マイナス金利とは、日銀が全国の銀行から預かっている当座預金のこれからの増加分についての金利をマイナス0.1%に引き下げるという政策で、2月16日から実行された。日銀が預かっている当座預金総額は現在、約260兆円ほどだが、マイナス金利を適用するのは今後預けられる分で、10ないし30兆円と日銀は見込んでいる。

その増加分から差し引かれる利子支払はそれほど多額ではないが、それでも銀行は当座預金でなく利幅のある融資や投資に資金を振り向けることで経済が活性化することを日銀は期待した。

利益の減少を恐れた銀行は、低い預金者金利をさらに引き下げ、わずかでも利回りの期待される国債購入に殺到した。その結果、長期金利が史上はじめてマイナスになった。日銀の発表直後、株価はわずかに上昇したが、ほどなく日銀の期待とは裏腹に株価が低下し、円レートは上昇した。

これは日銀の発表と踵を合わせて世界経済の不安が高まり、リスク回避の動きが強まった結果と推察されている。マイナス金利そのものは投資や消費を刺激すると理論的には期待されるが、今回は、中国経済の不調や原油価格の低落にアメリカ経済の変調が重なり、その先行きは不透明でもっぱら不安が募っている。

クロダノミクスは日銀の黒田東彦総裁が主導するアベノミクスの第一の矢、すなわち金融の矢のニックネームだが、この最大のねらいは、1990年代後半から続いた長期デフレを脱却し、経済を沈滞させるデフレマインドを、活性化させるインフレマインドに転換させることにあった。

そのために、黒田総裁は2013年春の着任早々、日銀のベースマネーのストックを2年間で130兆円から270兆円に倍増することで2015年中に2%の物価上昇を達成すると大見得を切った。

ベースマネー急増の発表で、為替レートが急落し、輸入物価の上昇もあって、物価上昇は順調に進むかに見えた。同時に、円レートの大幅下落が輸出企業の利益期待を高め、株価が高騰したことは大きな成果だった。ところが、2014年夏頃から物価上昇ペースが急速に鈍化し、目標達成が難しく見えてきた。その背景には、"逆オイルショック"と呼ばれる原油価格の急落があった。

この展開に危機感を募らせた黒田日銀は、2014年10月末に、内外の意表をついて、ベースマネーを年80兆円増加するなどの大規模な第二次金融緩和を発表した。

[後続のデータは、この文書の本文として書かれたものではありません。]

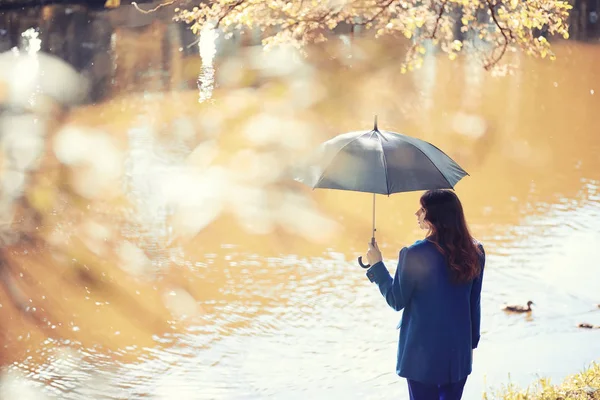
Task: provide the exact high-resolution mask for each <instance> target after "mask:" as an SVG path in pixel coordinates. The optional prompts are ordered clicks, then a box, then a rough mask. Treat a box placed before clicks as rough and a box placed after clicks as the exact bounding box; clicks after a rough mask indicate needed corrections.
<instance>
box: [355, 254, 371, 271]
mask: <svg viewBox="0 0 600 400" xmlns="http://www.w3.org/2000/svg"><path fill="white" fill-rule="evenodd" d="M358 265H360V266H361V267H363V268H364V269H367V268H370V267H371V264H363V262H362V256H360V257H358Z"/></svg>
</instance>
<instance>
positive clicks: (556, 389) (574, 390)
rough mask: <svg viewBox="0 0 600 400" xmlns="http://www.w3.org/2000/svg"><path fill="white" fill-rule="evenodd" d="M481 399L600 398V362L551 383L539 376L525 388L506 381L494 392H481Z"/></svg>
mask: <svg viewBox="0 0 600 400" xmlns="http://www.w3.org/2000/svg"><path fill="white" fill-rule="evenodd" d="M482 398H483V400H558V399H600V362H598V361H594V362H592V363H591V364H590V365H589V366H588V367H586V368H585V369H584V370H582V371H580V372H577V373H575V374H572V375H569V376H567V377H566V378H565V379H564V380H563V381H562V382H560V383H558V384H553V383H552V382H551V380H550V379H549V378H540V379H538V380H537V381H536V382H534V383H533V384H531V385H529V386H528V387H526V388H522V387H520V386H518V385H516V384H513V383H508V384H505V385H502V387H501V388H500V389H498V390H496V391H494V392H490V391H488V390H486V391H484V393H483V397H482Z"/></svg>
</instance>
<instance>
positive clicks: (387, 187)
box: [377, 135, 390, 196]
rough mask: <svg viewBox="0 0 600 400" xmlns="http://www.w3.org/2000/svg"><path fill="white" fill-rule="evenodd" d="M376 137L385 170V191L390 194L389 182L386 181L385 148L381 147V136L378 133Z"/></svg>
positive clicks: (386, 178)
mask: <svg viewBox="0 0 600 400" xmlns="http://www.w3.org/2000/svg"><path fill="white" fill-rule="evenodd" d="M377 138H378V139H379V144H380V145H381V158H382V160H383V172H385V191H386V192H387V195H388V196H389V195H390V183H389V182H388V177H387V161H386V160H385V150H384V149H383V142H382V141H381V138H380V137H379V135H377Z"/></svg>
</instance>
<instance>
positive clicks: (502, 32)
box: [176, 0, 571, 72]
mask: <svg viewBox="0 0 600 400" xmlns="http://www.w3.org/2000/svg"><path fill="white" fill-rule="evenodd" d="M570 9H571V5H570V4H569V2H568V1H563V0H528V1H517V0H510V1H498V0H434V1H431V2H422V1H420V0H401V1H400V0H330V1H316V0H310V1H307V0H293V1H287V0H285V1H284V0H269V1H263V0H218V1H210V2H203V3H201V4H199V5H198V6H196V7H194V8H191V9H189V8H188V9H184V10H179V9H176V12H178V15H177V19H179V20H183V21H186V22H187V23H189V24H192V30H193V31H194V32H200V31H201V30H202V28H203V27H204V26H205V25H207V24H208V25H210V26H213V27H218V28H221V29H223V30H224V31H225V32H229V33H232V32H234V31H237V30H243V29H248V28H250V29H254V28H258V29H260V31H261V32H262V34H263V37H264V39H263V44H264V45H265V46H267V47H269V46H273V45H276V44H281V43H292V44H294V45H296V46H297V47H298V48H303V47H304V46H305V45H306V44H307V43H310V42H322V41H325V40H326V31H328V30H333V29H336V28H338V27H341V26H342V25H344V24H346V25H350V26H353V27H356V26H360V27H364V28H365V29H366V30H368V31H371V32H374V33H375V34H376V36H383V35H401V36H404V37H406V38H408V39H411V45H410V47H409V50H408V52H407V54H406V59H405V62H404V64H403V65H402V67H401V70H402V71H403V72H406V71H407V70H412V69H414V68H418V67H420V66H421V65H422V63H423V55H424V54H425V53H426V51H427V46H426V42H427V41H429V40H431V41H432V42H433V43H434V44H436V45H437V46H438V47H439V48H440V49H441V50H442V51H444V52H446V53H447V54H448V57H450V59H454V58H456V56H457V54H459V53H460V52H461V51H462V50H463V49H464V48H465V47H473V48H474V50H476V51H477V52H478V53H479V56H480V58H481V59H482V60H483V63H484V67H485V68H486V69H490V68H493V67H495V66H499V64H498V63H499V61H500V60H501V59H502V58H503V56H504V55H505V54H506V52H508V51H514V50H516V49H521V50H523V51H524V52H525V53H526V54H528V55H531V56H535V57H542V58H546V57H549V58H551V59H553V58H554V57H555V56H554V54H553V52H552V50H551V46H550V43H549V41H548V40H547V38H546V37H545V35H543V34H542V32H547V33H548V34H550V35H558V36H561V37H563V38H568V37H569V32H568V24H567V19H568V17H569V10H570ZM468 37H470V38H479V39H480V40H482V41H484V42H486V43H490V44H492V49H491V51H483V50H479V49H477V48H476V47H475V46H474V45H473V44H472V41H470V40H467V38H468Z"/></svg>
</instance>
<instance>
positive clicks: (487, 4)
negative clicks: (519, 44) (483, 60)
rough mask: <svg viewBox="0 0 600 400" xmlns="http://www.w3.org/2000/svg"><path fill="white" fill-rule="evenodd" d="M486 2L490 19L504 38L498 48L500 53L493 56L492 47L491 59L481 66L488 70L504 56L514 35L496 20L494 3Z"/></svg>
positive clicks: (494, 50) (489, 1)
mask: <svg viewBox="0 0 600 400" xmlns="http://www.w3.org/2000/svg"><path fill="white" fill-rule="evenodd" d="M486 3H487V5H488V9H489V10H490V14H491V15H492V20H493V21H494V24H495V25H496V27H498V30H499V31H500V33H501V34H502V38H503V39H504V43H503V44H502V48H501V49H500V54H499V55H498V57H495V58H494V57H493V55H494V53H495V49H494V52H492V60H491V61H488V62H487V63H486V64H485V65H484V66H483V67H484V68H485V69H486V70H489V69H490V68H491V67H493V66H494V65H495V64H496V63H497V62H498V61H500V60H501V59H502V57H503V56H504V53H506V49H507V48H508V43H509V42H510V40H512V39H514V36H513V33H512V31H511V30H510V29H508V28H504V27H502V25H500V22H499V21H498V18H497V17H496V11H495V10H494V5H493V4H492V1H491V0H486Z"/></svg>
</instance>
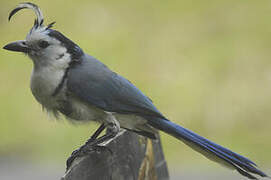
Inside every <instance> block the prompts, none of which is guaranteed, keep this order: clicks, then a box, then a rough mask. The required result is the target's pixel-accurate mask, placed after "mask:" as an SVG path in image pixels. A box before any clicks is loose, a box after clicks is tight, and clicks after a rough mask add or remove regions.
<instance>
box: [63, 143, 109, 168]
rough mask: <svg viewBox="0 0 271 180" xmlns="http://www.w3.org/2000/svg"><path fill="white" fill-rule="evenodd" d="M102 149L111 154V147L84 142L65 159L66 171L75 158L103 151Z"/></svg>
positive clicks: (85, 155)
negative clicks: (85, 142) (82, 143)
mask: <svg viewBox="0 0 271 180" xmlns="http://www.w3.org/2000/svg"><path fill="white" fill-rule="evenodd" d="M103 151H109V152H110V153H111V154H113V152H112V151H111V149H109V148H108V147H105V146H99V145H96V144H91V143H90V144H84V145H83V146H81V147H80V148H78V149H76V150H74V151H73V152H72V154H71V155H70V157H69V158H68V159H67V161H66V171H67V170H68V169H69V168H70V167H71V165H72V163H73V161H74V160H75V159H76V158H79V157H83V156H87V155H90V154H91V153H93V152H95V153H100V152H103Z"/></svg>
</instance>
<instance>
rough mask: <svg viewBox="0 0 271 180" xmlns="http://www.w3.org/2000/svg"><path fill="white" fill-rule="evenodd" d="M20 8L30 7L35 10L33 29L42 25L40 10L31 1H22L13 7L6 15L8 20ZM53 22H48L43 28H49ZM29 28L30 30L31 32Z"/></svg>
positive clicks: (32, 28) (42, 16) (14, 14)
mask: <svg viewBox="0 0 271 180" xmlns="http://www.w3.org/2000/svg"><path fill="white" fill-rule="evenodd" d="M22 9H31V10H33V11H34V12H35V14H36V16H37V18H36V19H35V21H34V25H33V28H32V30H33V29H37V28H41V27H44V26H43V22H44V18H43V15H42V11H41V10H40V8H39V7H38V6H37V5H36V4H33V3H31V2H24V3H20V4H19V5H18V6H17V7H16V8H15V9H13V10H12V11H11V12H10V13H9V16H8V20H9V21H10V19H11V18H12V17H13V16H14V15H15V14H16V13H17V12H18V11H20V10H22ZM53 24H55V22H53V23H50V24H49V25H48V26H47V27H46V28H45V29H49V28H51V27H52V26H53ZM32 30H31V32H32Z"/></svg>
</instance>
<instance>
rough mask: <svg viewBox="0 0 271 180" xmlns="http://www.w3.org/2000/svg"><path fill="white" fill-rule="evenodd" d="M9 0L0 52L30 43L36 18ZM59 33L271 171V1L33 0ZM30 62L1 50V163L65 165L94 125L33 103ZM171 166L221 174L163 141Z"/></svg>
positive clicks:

その結果、マネタリーベースは350兆円、GDP比で7割まで増加することになった。これは内外の期待感を高めて株価が上昇したが、その効果はほどなく逆オイルショックの波に呑まれてしまった。

日銀は、それでも目標達成時点を遅らせつつも、インフレ実現のために、生鮮食品とエネルギーを除く新CPIを適用したり、2015年12月には金融資産買い入れ枠拡大など金融緩和制度的補強策の導入といった懸命の努力を続けた。そして、今年2月、歴史上はじめてマイナス金利の導入に踏み切ったのである。黒田総裁は、これで量的、質的そして金利と全方位の異次元緩和を推進するとしている。

その強い意思と努力は大いに評価するが、これで所期のインフレマインド醸成が可能になるかは、特にここに来て世界同時不況の気配が俄に強まってきていることもあり、期待し難そうである。マイナス金利は、日本では未踏の世界で、金融機関、家計、そして企業にとっても理解し納得できるまで多大な時間がかかりそうだ。

しかも、その混乱の後には、350兆円ものベースマネーをどう後始末して適切な出口を見い出すかという気の遠くなるような課題がある。世界経済の激変に翻弄される不運はあるが、これだけ苦労して推進しているクロダノミクスは果たして合目的なのか、問い直してみる必要もあるかもしれない。